In the court filings, judge Graham Mullen stated among the reasons to allow Mayfield an injunction that the financial harm done to the driver by preventing him from racing, far outweighed the potential harm to NASCAR's event safety.
"One thing that I disagree with the judge on is that my safety is important to me and if there's an instant test available then I think the judge's opinion is 100 per cent right," said Burton.
"But there is no instant test available. At the same time, from Jeremy's perspective, if the judge ruled that [the result of the test] can be questioned then it should be questioned and he should have the ability to look into it. If that's what the court's ruled.
"It's a tough situation for anybody to make that decision because he potentially puts my safety in jeopardy with that decision. The other decision potentially puts Jeremy's career in jeopardy so what do you do?
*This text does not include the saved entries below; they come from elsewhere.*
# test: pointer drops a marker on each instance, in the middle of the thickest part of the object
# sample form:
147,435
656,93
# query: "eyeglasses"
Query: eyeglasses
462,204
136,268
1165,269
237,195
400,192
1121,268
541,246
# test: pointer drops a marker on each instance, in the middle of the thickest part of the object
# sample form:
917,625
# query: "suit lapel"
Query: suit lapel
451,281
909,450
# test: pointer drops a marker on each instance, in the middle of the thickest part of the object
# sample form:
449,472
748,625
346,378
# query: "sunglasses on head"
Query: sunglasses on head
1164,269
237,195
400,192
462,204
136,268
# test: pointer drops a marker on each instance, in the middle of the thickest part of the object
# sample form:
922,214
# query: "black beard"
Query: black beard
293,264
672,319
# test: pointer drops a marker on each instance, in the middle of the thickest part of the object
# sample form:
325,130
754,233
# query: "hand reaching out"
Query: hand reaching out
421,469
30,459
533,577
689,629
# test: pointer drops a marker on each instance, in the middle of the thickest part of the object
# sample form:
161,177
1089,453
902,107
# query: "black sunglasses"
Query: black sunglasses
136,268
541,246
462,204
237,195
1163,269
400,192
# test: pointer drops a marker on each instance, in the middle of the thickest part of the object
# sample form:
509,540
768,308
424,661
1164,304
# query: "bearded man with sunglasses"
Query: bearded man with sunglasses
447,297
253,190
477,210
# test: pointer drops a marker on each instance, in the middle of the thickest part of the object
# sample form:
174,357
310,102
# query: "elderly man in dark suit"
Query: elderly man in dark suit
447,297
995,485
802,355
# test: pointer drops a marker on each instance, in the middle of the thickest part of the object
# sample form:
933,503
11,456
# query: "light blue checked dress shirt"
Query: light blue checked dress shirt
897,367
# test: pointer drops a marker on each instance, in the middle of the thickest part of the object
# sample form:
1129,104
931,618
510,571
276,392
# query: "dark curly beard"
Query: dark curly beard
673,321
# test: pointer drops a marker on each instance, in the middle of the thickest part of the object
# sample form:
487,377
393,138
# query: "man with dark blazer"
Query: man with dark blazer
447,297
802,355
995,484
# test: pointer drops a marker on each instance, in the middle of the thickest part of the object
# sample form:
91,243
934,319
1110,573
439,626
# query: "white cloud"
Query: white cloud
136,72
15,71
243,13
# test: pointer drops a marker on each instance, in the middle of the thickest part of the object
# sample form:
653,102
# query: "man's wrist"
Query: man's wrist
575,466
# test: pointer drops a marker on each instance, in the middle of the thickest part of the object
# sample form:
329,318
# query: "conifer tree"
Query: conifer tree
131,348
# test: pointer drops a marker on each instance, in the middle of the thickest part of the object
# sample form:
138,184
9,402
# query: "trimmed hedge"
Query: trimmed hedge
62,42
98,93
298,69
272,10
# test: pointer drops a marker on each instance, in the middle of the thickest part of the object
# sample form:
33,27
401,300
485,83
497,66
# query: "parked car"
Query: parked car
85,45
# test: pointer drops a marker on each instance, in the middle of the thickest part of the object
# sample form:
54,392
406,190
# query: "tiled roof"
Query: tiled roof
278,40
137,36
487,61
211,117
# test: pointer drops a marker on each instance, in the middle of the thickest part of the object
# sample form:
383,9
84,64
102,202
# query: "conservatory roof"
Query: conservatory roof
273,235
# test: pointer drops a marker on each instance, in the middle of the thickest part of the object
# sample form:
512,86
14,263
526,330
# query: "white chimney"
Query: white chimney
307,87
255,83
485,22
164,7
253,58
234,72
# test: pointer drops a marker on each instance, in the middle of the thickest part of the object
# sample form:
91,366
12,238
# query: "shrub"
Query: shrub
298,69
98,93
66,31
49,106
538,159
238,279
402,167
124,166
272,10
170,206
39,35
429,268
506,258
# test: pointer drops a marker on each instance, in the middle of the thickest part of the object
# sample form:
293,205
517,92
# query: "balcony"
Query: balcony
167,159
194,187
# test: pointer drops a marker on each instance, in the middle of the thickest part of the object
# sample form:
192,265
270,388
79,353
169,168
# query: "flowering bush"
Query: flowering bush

That's almost not a right answer."
Burton says that if and when Mayfield is back in Sprint Cup competition, he would like NASCAR to test him as many times as it deems necessary in order to ensure that he is completely clean when he returns to the racetrack.
"If it takes 72 hours, in my world, in this case and nothing against Jeremy, I consider Jeremy a friend of mine, but 72 hours from him being on the racetrack, if that's how long it takes to get a result [from a drug test] then he should be tested," said Burton.
"And 24 hours after that he should be tested again and 24 hours after that it should be tested again and 24 hours after that it should be tested again. I don't consider that harassment.
"The fact of the matter is that he failed a drug test and that opens the door to question. I deserve to 100 per cent know that he is 100 per cent clean and so he should be tested soon enough, early enough, often enough to where he can never be on the racetrack while he is using drugs."
Mayfield was expected to attempt to race this weekend at Daytona, but the 40-year-old was unable to get a drive for Saturday night's event.